Maimonides also cites examples of incidents that occurred purely by chance, despite the fact that the biblical style describes God carrying out the act. For example, Joseph tells his brothers “God sent me before you” (Genesis 45:7) even though God had no hand in the matter.


In Guide 2:48, Maimonides presents one of his most radical theories, the idea that the Bible should not be understood literally when it states that God acted in a certain way. Statements that indicate that God was involved in an act are nothing more than biblical style, written to remind the reader that God is the ultimate cause of everything that occurs in the world, as He created the laws of nature. The meaning is not that He directly caused the particular event ascribed to Him. The episode was a result of a natural occurrence or human free will.

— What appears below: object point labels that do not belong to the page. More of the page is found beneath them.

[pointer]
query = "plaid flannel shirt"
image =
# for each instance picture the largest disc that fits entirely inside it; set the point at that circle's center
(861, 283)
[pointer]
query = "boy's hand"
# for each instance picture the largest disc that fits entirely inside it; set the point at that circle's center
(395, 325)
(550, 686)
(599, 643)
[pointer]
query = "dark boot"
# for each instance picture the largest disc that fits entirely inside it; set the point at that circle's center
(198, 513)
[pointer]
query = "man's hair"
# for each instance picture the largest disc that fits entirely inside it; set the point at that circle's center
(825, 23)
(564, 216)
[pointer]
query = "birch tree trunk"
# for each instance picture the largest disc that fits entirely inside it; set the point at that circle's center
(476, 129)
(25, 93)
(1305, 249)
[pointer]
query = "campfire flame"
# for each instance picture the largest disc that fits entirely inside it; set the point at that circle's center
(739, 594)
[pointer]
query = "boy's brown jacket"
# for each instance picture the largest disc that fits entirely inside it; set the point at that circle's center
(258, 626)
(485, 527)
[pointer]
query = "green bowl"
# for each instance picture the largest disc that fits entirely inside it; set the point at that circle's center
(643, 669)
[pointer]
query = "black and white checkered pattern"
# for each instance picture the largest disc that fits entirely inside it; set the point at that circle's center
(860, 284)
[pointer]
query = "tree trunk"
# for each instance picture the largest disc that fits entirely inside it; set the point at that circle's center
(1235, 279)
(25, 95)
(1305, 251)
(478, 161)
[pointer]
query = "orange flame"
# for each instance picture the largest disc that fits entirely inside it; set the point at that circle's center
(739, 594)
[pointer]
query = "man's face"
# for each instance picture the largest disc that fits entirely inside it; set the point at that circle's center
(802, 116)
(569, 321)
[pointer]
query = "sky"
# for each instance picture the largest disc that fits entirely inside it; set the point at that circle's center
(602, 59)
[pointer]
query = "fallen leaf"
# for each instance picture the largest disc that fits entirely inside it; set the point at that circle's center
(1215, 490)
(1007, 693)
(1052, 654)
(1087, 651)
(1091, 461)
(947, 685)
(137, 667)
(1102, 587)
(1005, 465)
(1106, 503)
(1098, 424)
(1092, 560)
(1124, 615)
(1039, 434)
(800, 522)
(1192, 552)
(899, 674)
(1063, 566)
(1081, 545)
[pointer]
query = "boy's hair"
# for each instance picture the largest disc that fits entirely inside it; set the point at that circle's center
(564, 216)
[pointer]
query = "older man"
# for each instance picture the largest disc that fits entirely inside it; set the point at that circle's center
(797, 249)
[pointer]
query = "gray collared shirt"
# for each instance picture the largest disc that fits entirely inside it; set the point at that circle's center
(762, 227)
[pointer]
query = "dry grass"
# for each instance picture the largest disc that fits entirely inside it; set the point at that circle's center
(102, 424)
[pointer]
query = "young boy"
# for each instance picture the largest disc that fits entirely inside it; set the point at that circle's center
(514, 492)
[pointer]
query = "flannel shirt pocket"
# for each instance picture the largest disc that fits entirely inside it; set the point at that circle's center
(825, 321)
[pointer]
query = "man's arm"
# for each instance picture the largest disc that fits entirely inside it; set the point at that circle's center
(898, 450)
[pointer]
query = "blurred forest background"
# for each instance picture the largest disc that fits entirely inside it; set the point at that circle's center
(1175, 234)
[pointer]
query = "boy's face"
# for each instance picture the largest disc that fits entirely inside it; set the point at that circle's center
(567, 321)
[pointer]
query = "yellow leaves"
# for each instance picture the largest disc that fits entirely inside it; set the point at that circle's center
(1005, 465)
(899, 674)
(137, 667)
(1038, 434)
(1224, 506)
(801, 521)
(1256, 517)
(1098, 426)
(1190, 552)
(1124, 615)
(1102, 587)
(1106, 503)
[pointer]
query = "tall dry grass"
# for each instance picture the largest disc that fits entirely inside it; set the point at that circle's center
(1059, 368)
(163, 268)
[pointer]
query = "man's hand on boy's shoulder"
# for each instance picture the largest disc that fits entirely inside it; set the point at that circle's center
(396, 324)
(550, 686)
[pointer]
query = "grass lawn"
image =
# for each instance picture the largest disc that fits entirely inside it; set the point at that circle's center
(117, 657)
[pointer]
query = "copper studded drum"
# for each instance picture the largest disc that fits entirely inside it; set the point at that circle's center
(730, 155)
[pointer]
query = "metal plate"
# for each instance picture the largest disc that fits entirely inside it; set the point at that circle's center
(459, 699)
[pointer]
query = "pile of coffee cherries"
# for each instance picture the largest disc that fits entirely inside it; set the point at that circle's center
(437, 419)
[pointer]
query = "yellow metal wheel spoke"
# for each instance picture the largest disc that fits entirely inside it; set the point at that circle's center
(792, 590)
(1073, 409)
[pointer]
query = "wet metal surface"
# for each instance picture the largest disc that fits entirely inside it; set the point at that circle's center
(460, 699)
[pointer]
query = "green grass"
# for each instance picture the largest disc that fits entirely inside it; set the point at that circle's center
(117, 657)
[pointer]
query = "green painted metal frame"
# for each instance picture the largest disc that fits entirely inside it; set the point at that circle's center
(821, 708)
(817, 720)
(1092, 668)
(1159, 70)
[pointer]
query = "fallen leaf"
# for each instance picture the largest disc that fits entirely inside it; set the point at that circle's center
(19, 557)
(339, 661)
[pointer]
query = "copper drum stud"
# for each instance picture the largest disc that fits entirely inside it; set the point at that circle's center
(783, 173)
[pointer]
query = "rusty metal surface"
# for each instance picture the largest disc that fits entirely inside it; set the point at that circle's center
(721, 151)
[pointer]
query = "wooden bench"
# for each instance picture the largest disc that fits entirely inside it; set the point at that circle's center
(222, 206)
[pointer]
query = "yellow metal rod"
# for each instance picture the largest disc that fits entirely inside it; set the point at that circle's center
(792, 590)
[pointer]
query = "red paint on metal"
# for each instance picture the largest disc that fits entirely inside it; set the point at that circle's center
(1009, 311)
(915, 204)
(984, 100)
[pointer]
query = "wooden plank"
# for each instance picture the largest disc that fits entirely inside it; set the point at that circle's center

Many people will find it hard to accept this revolutionary concept. Its acceptance requires of people that they recognize that they cannot rely on God to insert Himself in the world, interfering with laws of nature that He created and amending those laws for the sake of an individual or group. God, being all-knowing and all-powerful, already considered all that will occur and took into account all possibilities when He fashioned the laws of nature. The world He created is, as the Bible states, “very good;” therefore there is no need for Him to adjust or alter it. According to Maimonides, people must stop depending on God to support them personally in a supernatural manner. God has already created everything that is necessary for a good life; people must therefore undertake the effort to find the way to improve their lives on their own.

It is certainly hard to change one’s way of thinking. People are wedded to the notions of their youth and are unable to divorce themselves from these harmful and unproductive thoughts to take on ideas that can help them live better, enjoyable and more fulfilling lives. What seductive black magic exists in the phrase “I know” that keeps people from the truth!